Peserta didik yang memiliki gaya kognitif field independent ini memiliki karakteristik
seperti misalnya dapat memahami obyek yang terpisah dari lingkungan, memisahkan hal dari
bagian-bagian yang tidak relevan, menciptakan struktur meskipun struktur itu tidak melekat
dalam informasi yang ada, mereorganisasi informasi untuk memberi konteks bagi informasi
sebelumnya serta cenderung lebih efisien dalam mengingat bagian-bagian informasi lama.
2. Field dependent
Gaya kognitif field dependent ini merupakan suatu karakteristik dimana individu
cenderung mengorganisasi dan memproses informasi secara global sehingga persepsinya
mudah terpengaruh oleh perubahan lingkungan. Ciri-ciri individu field dependent dalam
belajar diantaranya adalah :
a)Menerima konsep dan materi secara umum
b) Mengalami kesulitan untuk menghubungkan konsep-konsep dalam kurikulum dengan
pengalaman sendiri
c) Suka mencari bimbingan dan petunjuk guru
d) Memerlukan hadiah atau penghargaan untuk memperkuat interaksi dengan guru
e) Suka bekerja sama dengan orang lain dan menghargai pendapat serta perasaan orang lain
dan tak suka mengerjakan sebuah tugas dengan sendirian serta
f) Lebih menyukai organisasi materi yang disiapkan oleh guru.

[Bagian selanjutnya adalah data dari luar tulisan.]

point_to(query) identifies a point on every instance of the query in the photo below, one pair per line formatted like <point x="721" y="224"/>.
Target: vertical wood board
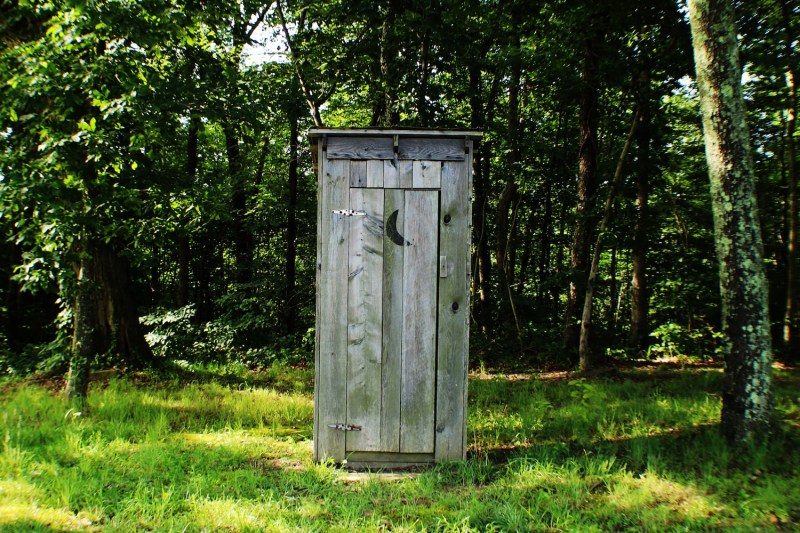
<point x="391" y="175"/>
<point x="427" y="174"/>
<point x="358" y="173"/>
<point x="364" y="320"/>
<point x="332" y="369"/>
<point x="453" y="313"/>
<point x="419" y="322"/>
<point x="375" y="173"/>
<point x="405" y="174"/>
<point x="393" y="260"/>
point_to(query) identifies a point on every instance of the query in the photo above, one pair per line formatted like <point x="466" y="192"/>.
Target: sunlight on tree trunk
<point x="747" y="399"/>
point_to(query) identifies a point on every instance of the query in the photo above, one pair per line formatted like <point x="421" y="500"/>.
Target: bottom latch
<point x="344" y="427"/>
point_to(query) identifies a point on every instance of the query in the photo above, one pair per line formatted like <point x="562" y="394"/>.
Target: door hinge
<point x="349" y="212"/>
<point x="344" y="427"/>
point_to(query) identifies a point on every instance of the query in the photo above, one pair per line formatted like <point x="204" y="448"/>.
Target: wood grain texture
<point x="320" y="169"/>
<point x="427" y="174"/>
<point x="364" y="320"/>
<point x="331" y="373"/>
<point x="375" y="173"/>
<point x="406" y="174"/>
<point x="391" y="174"/>
<point x="453" y="313"/>
<point x="358" y="173"/>
<point x="431" y="149"/>
<point x="393" y="259"/>
<point x="360" y="147"/>
<point x="419" y="322"/>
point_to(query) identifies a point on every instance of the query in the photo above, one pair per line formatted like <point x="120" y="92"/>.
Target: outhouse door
<point x="391" y="319"/>
<point x="392" y="304"/>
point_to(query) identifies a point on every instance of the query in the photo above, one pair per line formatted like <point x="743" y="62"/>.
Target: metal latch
<point x="349" y="212"/>
<point x="344" y="427"/>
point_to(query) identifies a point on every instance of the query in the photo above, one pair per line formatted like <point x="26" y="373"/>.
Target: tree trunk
<point x="86" y="338"/>
<point x="242" y="242"/>
<point x="184" y="250"/>
<point x="587" y="177"/>
<point x="390" y="77"/>
<point x="747" y="398"/>
<point x="289" y="303"/>
<point x="613" y="291"/>
<point x="639" y="291"/>
<point x="791" y="331"/>
<point x="509" y="197"/>
<point x="481" y="271"/>
<point x="586" y="318"/>
<point x="117" y="311"/>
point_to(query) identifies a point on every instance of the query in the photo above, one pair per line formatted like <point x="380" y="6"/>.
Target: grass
<point x="636" y="449"/>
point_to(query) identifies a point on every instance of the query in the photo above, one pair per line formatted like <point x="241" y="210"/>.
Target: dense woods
<point x="158" y="200"/>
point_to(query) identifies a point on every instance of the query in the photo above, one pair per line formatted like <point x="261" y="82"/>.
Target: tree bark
<point x="639" y="291"/>
<point x="86" y="338"/>
<point x="509" y="197"/>
<point x="117" y="311"/>
<point x="586" y="318"/>
<point x="242" y="241"/>
<point x="747" y="397"/>
<point x="587" y="177"/>
<point x="791" y="331"/>
<point x="184" y="250"/>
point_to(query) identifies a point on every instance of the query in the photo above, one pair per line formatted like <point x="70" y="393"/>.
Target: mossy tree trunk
<point x="587" y="176"/>
<point x="86" y="339"/>
<point x="747" y="387"/>
<point x="791" y="332"/>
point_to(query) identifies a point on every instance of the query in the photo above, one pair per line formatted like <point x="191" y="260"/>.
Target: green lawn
<point x="636" y="449"/>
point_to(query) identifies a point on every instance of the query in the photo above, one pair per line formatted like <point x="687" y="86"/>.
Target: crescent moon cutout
<point x="391" y="230"/>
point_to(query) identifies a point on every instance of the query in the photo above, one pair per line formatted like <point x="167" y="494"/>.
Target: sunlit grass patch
<point x="628" y="451"/>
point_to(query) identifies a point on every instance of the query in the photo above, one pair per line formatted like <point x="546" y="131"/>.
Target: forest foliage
<point x="158" y="150"/>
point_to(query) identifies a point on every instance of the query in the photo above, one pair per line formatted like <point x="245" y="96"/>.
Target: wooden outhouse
<point x="394" y="217"/>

Berdasarkan definisi di atas, maka gaya kognitif field dependent ini memiliki makna
bahwa individu atau peserta didik yang mempunyai karakteristik sangat bergantung dengan
lingkungannya, lebih suka bekerja sama daripada bekerja sendiri, masih memerlukan
bimbingan atau petunjuk lebih lanjut, menerima materi dan konsep secara umum terstruktur
dan menerima informasi dengan menghafal. Dengan kata lain, gaya kognitif Field Dependent
(FD) adalah kecenderungan gaya atau cara berpikir peserta didik dalam memahami suatu
masalah secara keseluruhan.
Dari sini dapat ditarik kesimpulan bahwa gaya kognitif baik field independent atau filed
dependent adalah perbedaan atau ciri khas kecenderungan kecerdasan yang dimiliki oleh
setiap peserta didik dalam berfikir memahami suatu masalah baik memproses, menyusun,
mengolah, mengorganisasikan informasi yang diterimanya dalam proses pembelajaran
3. Otak Kiri dan Otak Kanan
Saat otak anak matang, berbagai fungsi menjadi terlateralisasi / terintegrasi menjadi
sebelah kiri atau kanan . Otak sebelah kiri dikaitkan dengan pemikiran logis dan analitis,
dengan pemrosesan informasi matematis dan linier. Sedangkan otak sebelah kanan merasakan
dan mengingat gambar visual, taktil, dan pendengaran lebih efisien dalam memproses
informasi holistik, integratif, dan emosional. Torrance (1980) mendaftar beberapa
karakteristik dominasi otak kiri dan kanan. Berikut perbedaaan karakteristik otak kanan dan
kiri menurut Torrance.
a. Karakteristik otak kiri : Intelektual,Mengingat nama, merespons intsruksi verbal,
bereksperimen secara sistematis dan terkontrol, direncanakan dan terstruktur,penilaian
bersifat objektif, lebih menyukai berbicara daripada menulis, mengendalikan perasaan,
tidak pandai dalam menafsirkan bahasa tubuh, lebih memilih tes pilihan ganda.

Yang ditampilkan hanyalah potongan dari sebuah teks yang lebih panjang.